Her soft, dark eyes slid over his face quietly. “You think this may be linked to the body they found in the river,” she said slowly.
His dark eyebrows lifted. “I haven’t said that.”
“You’re thinking it.”
His broad chest rose and fell. “Yes. We found a small piece of paper clenched in the man’s fist. It took some work, but Alice Jones’s forensic lab was able to make out the writing. It was my cell phone number. The man was coming here to talk to me. He knew something about my daughter’s death. I’m sure of it.”
His daughter’s death. He didn’t say, his wife and daughter. She wondered why.
His big hands wrapped around the hot white mug. His eyes had an emptiness that Winnie recognized. She’d seen it in military veterans. They called it the thousand-yard stare. It was the look of men who’d seen violence, who dealt in it. They were never the same again.
“What did she look like?” Winnie asked gently.
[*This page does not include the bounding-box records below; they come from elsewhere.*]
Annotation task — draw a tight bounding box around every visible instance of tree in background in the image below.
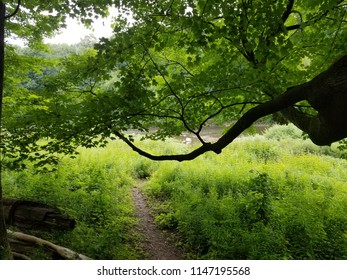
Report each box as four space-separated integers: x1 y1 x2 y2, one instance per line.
2 0 347 260
0 0 112 259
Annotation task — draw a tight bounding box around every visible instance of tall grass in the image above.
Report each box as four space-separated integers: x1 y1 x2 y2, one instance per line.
2 127 347 259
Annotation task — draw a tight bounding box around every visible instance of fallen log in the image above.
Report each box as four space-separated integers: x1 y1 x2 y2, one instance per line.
3 198 76 231
7 230 90 260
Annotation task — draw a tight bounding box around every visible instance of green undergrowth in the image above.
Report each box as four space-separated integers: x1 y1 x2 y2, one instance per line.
2 126 347 259
2 143 137 259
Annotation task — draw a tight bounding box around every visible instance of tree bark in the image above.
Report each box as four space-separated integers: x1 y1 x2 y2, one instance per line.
8 230 90 260
114 55 347 161
0 1 12 260
3 198 76 231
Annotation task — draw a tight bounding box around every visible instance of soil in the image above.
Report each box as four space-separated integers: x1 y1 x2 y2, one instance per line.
133 186 183 260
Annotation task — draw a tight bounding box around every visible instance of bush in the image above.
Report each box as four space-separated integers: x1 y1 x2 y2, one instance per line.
264 123 303 141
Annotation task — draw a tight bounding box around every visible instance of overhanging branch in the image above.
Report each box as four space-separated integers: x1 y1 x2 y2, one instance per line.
114 83 310 161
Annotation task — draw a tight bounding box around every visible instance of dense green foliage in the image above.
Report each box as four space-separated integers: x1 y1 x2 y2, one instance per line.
2 144 141 259
147 128 347 259
0 0 347 259
3 126 347 259
3 0 347 164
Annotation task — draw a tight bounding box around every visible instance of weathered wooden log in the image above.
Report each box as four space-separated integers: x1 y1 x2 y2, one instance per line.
7 230 90 260
3 198 76 231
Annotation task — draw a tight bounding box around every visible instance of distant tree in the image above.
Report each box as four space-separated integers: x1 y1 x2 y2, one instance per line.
2 0 347 260
0 0 113 259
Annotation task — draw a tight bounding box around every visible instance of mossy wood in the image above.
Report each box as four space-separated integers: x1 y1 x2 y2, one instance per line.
3 198 76 231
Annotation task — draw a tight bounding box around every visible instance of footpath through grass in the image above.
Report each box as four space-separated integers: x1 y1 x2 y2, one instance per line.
2 126 347 259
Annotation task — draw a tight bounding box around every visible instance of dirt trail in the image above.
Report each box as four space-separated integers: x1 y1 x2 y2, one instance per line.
133 184 183 260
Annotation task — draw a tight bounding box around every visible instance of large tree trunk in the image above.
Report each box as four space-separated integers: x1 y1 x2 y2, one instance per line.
8 231 90 260
0 198 12 260
0 1 12 260
3 198 76 231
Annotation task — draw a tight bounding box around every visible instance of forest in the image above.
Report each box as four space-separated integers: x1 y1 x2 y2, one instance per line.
0 0 347 260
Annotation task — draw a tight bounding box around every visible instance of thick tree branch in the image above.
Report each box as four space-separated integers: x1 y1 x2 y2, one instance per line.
114 83 309 161
114 55 347 161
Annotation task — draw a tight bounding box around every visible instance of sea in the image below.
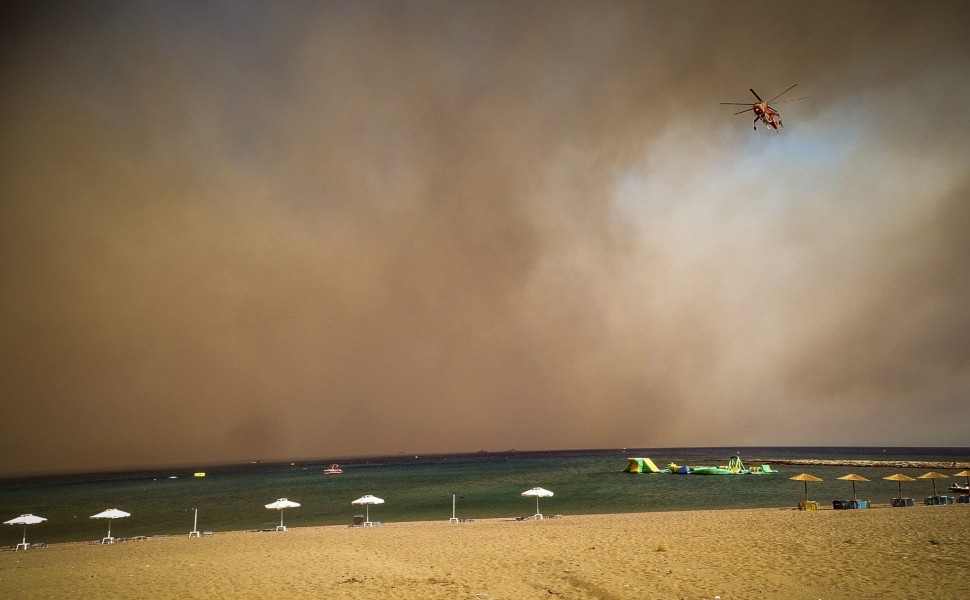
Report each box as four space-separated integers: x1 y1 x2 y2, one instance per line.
0 447 970 546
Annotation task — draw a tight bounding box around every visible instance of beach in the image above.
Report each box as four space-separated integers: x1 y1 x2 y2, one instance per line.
0 505 970 600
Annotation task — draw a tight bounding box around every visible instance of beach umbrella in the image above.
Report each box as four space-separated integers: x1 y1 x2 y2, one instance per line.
351 494 384 525
789 473 822 502
4 515 47 550
522 488 553 519
91 508 131 543
836 473 869 500
917 471 950 496
953 471 970 488
883 473 916 498
266 498 300 531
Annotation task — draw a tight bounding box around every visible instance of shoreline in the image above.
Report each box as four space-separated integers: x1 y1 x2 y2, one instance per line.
745 458 970 469
0 505 970 600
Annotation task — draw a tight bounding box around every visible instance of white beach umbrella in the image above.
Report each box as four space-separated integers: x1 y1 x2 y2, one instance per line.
4 515 47 550
522 487 553 519
266 498 300 531
351 494 384 523
91 508 131 543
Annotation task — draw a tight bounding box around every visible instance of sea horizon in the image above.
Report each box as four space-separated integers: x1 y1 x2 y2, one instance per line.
0 445 970 485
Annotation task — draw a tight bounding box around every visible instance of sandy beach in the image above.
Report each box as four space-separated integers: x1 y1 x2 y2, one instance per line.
0 505 970 600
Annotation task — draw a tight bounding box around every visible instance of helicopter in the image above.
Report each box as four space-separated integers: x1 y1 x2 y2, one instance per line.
721 83 804 131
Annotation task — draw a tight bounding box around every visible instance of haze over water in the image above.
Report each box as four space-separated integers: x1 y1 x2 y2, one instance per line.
0 448 970 545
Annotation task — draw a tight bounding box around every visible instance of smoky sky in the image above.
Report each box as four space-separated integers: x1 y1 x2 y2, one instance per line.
0 2 970 474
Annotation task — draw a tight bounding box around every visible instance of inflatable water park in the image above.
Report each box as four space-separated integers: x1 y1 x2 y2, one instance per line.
623 456 777 475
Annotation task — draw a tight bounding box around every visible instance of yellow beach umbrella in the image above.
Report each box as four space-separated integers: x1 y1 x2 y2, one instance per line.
789 473 822 502
953 471 970 488
883 473 916 498
918 471 950 496
836 473 869 500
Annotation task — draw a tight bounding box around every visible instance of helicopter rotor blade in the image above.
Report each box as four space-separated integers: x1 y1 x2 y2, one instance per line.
778 96 811 104
759 83 798 104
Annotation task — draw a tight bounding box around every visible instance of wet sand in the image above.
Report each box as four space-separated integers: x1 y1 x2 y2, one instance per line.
0 505 970 600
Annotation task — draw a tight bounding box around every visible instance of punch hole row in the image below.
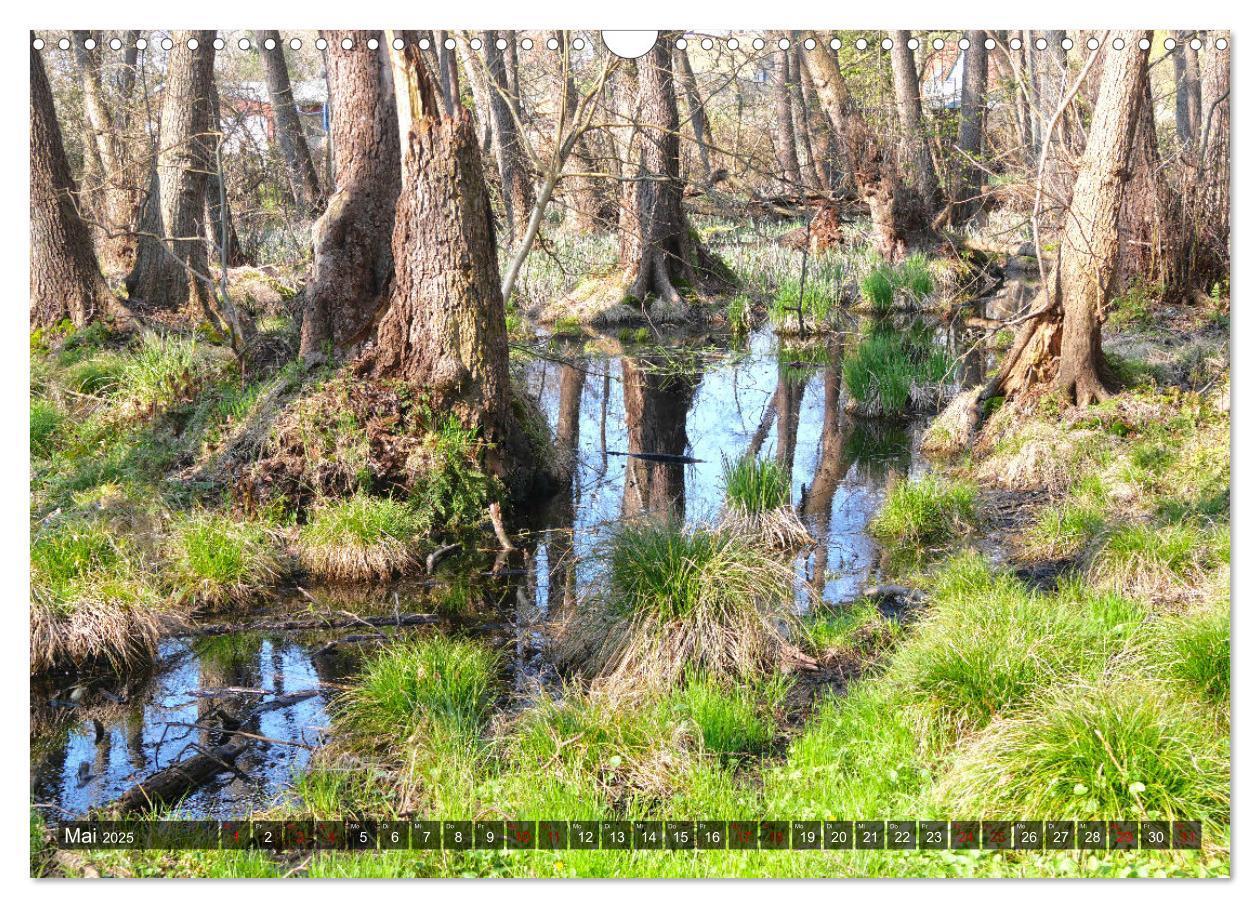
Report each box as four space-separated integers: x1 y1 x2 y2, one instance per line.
32 37 1230 50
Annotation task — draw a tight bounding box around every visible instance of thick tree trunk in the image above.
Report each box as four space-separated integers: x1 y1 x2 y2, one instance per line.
609 38 726 302
954 30 989 220
770 31 800 193
30 47 113 327
481 31 534 244
72 31 135 272
357 44 541 491
985 31 1152 406
892 31 941 219
674 47 713 186
253 29 325 218
786 45 828 193
127 31 215 318
791 45 845 191
805 34 917 261
301 31 402 364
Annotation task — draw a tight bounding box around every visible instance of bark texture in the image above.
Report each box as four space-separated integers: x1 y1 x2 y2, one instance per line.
73 31 140 272
127 31 222 314
805 34 917 261
892 31 941 219
985 31 1152 406
30 47 112 327
253 29 325 218
770 33 800 191
954 30 989 219
301 31 402 364
619 38 726 302
357 45 539 490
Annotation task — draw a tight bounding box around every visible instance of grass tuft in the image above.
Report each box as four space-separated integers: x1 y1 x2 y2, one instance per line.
169 513 280 607
299 492 428 581
556 521 795 689
941 679 1230 826
868 476 977 549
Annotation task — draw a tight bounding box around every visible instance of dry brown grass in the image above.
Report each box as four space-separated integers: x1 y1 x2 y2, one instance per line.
30 597 178 672
718 505 814 553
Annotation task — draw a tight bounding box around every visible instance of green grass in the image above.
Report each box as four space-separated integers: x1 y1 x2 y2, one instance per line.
299 492 430 581
336 636 499 741
1153 602 1230 705
30 398 66 457
726 293 752 335
941 679 1230 831
30 518 164 671
867 475 977 549
168 513 280 606
842 324 953 416
664 675 786 757
770 280 837 332
1090 524 1213 597
861 266 893 312
888 555 1143 734
722 455 791 514
554 520 796 689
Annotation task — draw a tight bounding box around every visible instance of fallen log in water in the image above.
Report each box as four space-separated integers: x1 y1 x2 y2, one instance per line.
605 451 704 463
110 689 319 814
111 743 248 814
176 615 442 637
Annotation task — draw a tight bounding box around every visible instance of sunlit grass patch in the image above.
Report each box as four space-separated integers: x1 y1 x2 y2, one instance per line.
556 521 795 689
939 679 1230 830
721 456 810 550
1150 601 1230 705
299 492 428 581
867 475 977 549
336 635 499 741
1089 524 1212 601
168 513 281 606
842 322 954 416
887 555 1144 730
30 519 168 671
30 398 66 457
664 675 786 757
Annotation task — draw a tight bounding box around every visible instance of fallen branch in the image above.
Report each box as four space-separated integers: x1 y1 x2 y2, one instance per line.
176 615 441 637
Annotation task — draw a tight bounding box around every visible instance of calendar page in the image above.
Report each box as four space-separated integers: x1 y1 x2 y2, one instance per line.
29 26 1235 876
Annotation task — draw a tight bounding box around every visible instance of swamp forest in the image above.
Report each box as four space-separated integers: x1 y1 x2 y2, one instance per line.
29 30 1231 878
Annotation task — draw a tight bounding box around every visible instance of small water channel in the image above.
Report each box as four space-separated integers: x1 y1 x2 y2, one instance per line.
32 307 998 819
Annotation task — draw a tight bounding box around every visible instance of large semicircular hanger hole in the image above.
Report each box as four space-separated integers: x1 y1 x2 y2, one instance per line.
600 31 656 60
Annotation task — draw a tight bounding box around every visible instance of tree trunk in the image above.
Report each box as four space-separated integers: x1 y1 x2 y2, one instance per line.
253 29 325 218
770 31 800 193
357 44 541 491
127 31 222 314
72 31 135 272
786 45 828 193
30 41 113 327
985 31 1152 406
609 38 727 302
954 30 989 220
674 47 713 186
481 31 534 244
791 45 844 191
805 34 916 261
205 79 248 268
301 31 402 364
892 31 941 219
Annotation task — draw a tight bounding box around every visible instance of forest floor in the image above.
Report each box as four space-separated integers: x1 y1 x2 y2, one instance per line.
30 219 1230 877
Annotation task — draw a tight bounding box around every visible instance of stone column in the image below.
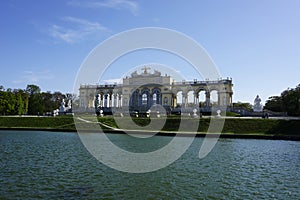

He blinked. It wasn’t a question he’d anticipated. He smiled faintly. “Like Jon, actually, and my father,” he said, laughing. “She had jet-black hair, long, down to her waist in back, and eyes like liquid ebony. She was intelligent and sweet natured. She never met a stranger…” He stopped, looked down into the coffee cup, and forced it up to his lips to melt away the hard lump in his throat. Melly, laughing, holding her arms out to him. “I love you, Daddy! Always remember!” That picture of her, laughing, was overlaid by one of her, lifeless, a nightmare figure covered in blood…
“Dear God!” he bit off, and his head bent.